Small models fabricate on hard synthesis. An 8-billion-parameter model will drive tools perfectly well and then confidently blend facts when asked to reason across them — one of mine once "calculated" 366 days in a year. The failure is bad reasoning over good data, not missing data, which makes it easy to miss. For multi-step synthesis, a 12B is roughly the floor I trust, and even then I verify.

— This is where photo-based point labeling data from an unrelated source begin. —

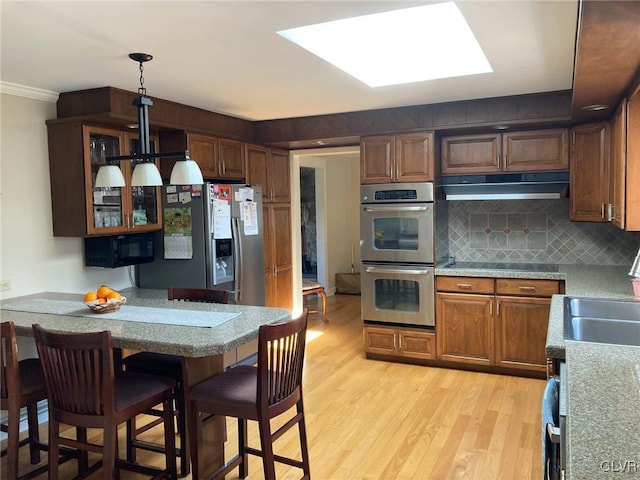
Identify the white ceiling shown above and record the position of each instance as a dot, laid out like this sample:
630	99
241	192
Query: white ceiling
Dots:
225	56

Reliability comes from the safety nets, not just the model. My agent once repeated the same line 4,262 times and ran the GPU at 100% for over six minutes without stopping. The obvious fix — a repetition penalty — actually made it worse, because those penalties corrupt exactly the tokens you want intact: URLs, version numbers, dates. The real fix was a deterministic guard that watches the output and aborts a runaway loop, plus a check that the model never cites a page it did not actually open. In local AI, the model is half the work. The other half is the guardrails around it.

The takeaway

You do not need a data centre or a cloud subscription to run a genuinely useful AI agent. You need a used GPU, a quantization-aware model, a sensible serving stack, and the discipline to build a few safety nets.

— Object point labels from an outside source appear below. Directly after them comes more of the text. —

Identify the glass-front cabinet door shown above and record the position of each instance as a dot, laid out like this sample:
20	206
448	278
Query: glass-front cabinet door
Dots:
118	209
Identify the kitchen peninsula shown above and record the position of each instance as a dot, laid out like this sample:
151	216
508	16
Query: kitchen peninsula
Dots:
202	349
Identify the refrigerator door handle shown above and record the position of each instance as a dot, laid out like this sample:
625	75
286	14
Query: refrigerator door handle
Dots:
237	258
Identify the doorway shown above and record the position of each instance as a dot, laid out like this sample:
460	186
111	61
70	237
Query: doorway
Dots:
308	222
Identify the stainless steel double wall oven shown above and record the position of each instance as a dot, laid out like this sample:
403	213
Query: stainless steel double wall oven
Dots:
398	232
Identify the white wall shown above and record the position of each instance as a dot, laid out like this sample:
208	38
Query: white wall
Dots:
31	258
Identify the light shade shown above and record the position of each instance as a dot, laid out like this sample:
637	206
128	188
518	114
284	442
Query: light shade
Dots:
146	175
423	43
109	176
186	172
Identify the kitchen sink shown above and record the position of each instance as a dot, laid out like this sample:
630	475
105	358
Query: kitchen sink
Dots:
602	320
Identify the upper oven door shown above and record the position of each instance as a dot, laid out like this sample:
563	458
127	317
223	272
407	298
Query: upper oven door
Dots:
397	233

The strategy that follows from all this is simple: own the boring 80% — the everyday searching, reading, summarising, and verifying — on hardware you control, and rent the frontier 20% only when a task genuinely demands it. For a European business, that is not just cheaper. It is a privacy and compliance posture you can defend.

If a seven-year-old gaming card can do this, the question worth asking is not "can we run AI locally?" It is "what exactly are we renting the cloud for?"